Researchers led by Lisa-Maria Wallwiener, MD, of the University of Heidelberg, Germany, conducted a survey on more than 1,000 medical students about their sex lives and contraception choices.

More than 87% of the students reported they had used contraceptives in the last six months. Eighty percent said they were in stablerelationships; 97% reported being sexually active in the previous four weeks.

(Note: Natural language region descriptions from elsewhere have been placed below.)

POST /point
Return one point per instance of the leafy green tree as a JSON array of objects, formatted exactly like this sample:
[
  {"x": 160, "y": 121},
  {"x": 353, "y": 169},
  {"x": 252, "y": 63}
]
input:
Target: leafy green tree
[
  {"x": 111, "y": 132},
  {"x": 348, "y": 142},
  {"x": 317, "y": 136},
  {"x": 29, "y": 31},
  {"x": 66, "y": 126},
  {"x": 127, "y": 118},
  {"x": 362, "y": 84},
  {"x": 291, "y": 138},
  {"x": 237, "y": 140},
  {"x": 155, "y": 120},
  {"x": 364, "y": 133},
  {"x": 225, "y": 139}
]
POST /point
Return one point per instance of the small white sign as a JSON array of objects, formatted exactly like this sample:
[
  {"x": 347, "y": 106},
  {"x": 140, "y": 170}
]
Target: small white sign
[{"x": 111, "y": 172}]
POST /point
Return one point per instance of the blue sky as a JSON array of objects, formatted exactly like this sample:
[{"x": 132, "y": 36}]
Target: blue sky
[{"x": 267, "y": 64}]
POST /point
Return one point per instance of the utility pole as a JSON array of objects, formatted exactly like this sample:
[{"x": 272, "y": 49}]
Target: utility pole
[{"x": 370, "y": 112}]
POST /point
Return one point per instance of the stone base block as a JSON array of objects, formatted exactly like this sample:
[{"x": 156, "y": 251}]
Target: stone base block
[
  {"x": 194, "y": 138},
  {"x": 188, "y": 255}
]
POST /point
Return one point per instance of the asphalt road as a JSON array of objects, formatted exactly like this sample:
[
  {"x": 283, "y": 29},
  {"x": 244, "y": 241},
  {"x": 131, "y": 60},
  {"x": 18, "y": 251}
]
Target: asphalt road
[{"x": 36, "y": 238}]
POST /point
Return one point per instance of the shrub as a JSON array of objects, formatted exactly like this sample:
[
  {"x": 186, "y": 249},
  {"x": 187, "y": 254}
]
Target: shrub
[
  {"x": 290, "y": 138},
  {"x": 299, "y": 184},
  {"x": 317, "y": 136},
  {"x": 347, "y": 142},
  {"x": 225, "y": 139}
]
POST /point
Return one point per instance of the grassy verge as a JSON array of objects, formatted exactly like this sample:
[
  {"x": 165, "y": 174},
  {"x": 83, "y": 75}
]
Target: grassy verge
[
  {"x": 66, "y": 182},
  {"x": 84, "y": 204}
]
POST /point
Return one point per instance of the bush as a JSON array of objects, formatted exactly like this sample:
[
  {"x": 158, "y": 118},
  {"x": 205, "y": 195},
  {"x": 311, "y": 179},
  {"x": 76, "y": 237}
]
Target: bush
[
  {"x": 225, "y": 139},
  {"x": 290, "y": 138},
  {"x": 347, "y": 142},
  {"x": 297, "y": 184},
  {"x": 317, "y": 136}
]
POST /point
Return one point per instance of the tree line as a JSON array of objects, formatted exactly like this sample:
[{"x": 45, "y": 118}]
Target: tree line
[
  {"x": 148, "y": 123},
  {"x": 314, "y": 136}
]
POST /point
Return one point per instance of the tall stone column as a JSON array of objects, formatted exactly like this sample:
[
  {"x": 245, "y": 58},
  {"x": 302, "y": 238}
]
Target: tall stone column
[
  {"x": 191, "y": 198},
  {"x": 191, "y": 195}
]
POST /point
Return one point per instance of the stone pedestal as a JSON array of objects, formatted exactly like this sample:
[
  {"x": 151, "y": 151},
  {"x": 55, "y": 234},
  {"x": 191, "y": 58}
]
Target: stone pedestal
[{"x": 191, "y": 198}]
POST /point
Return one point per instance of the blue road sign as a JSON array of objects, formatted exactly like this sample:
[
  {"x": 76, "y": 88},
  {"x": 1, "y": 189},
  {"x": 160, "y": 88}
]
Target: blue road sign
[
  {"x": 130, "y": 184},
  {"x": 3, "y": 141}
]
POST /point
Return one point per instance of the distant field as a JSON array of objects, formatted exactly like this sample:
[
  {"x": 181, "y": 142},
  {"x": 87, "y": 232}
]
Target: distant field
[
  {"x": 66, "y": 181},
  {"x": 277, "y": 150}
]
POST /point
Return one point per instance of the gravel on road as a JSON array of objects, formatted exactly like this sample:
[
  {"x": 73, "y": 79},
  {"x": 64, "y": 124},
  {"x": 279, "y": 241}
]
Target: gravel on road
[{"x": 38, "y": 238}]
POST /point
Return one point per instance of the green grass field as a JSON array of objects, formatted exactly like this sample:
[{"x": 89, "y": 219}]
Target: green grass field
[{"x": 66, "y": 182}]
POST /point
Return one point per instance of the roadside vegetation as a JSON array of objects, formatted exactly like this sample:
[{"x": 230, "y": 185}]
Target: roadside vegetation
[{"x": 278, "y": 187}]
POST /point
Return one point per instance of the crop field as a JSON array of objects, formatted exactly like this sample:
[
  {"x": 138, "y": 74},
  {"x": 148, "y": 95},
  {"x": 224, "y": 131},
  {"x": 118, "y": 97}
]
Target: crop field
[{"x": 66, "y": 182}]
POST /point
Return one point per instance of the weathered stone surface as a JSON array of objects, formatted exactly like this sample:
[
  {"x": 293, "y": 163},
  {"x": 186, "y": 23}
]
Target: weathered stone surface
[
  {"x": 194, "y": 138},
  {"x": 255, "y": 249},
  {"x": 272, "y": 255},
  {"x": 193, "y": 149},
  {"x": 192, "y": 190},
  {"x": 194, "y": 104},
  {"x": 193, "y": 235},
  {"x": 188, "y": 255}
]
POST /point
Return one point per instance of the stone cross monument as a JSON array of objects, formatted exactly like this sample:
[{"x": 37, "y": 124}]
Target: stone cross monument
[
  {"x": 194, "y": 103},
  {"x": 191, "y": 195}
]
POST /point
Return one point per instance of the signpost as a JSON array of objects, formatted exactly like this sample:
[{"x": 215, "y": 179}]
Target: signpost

The students were divided into four groups: those who used oral hormonal contraception; those who used non-oral hormonal contraception, such as a vaginal ring; those who used non-hormonal contraception; and those who didn’t use contraception. Overall, the study results showed that:

    * 32.4% were at risk for female sexual dysfunction
    * 8.7% were at risk for orgasm disorder
    * 5.8% were at risk for hypoactive sexual desire disorder
    * 2.6% were at risk for satisfaction problems
    * 1% were at risk for arousal disorder
    * 1.2% were at risk for decreased lubrication
    * 1.1% were at risk for pain

In addition to contraception choices, stress, pregnancy, smoking, relationship status, and a desire for children all influenced sexual function. Women who were in stable relationships, were nonsmokers, who had not been pregnant, and were not actively trying to have a baby were more likely to use oral contraceptives like the birth control pill, the research team reports. Women not in stable relationships -- regardless of their contraception use -- had higher sexual desire but lower orgasm scores.

"Sexual problems can have a negative impact on both quality of life and emotional well-being, regardless of age," says Wallwiener, who lead the study. "FSD is a very common disorder, with an estimated prevalence of about two in five women having at least one sexual dysfunction, and the most common complaint appearing to be low desire."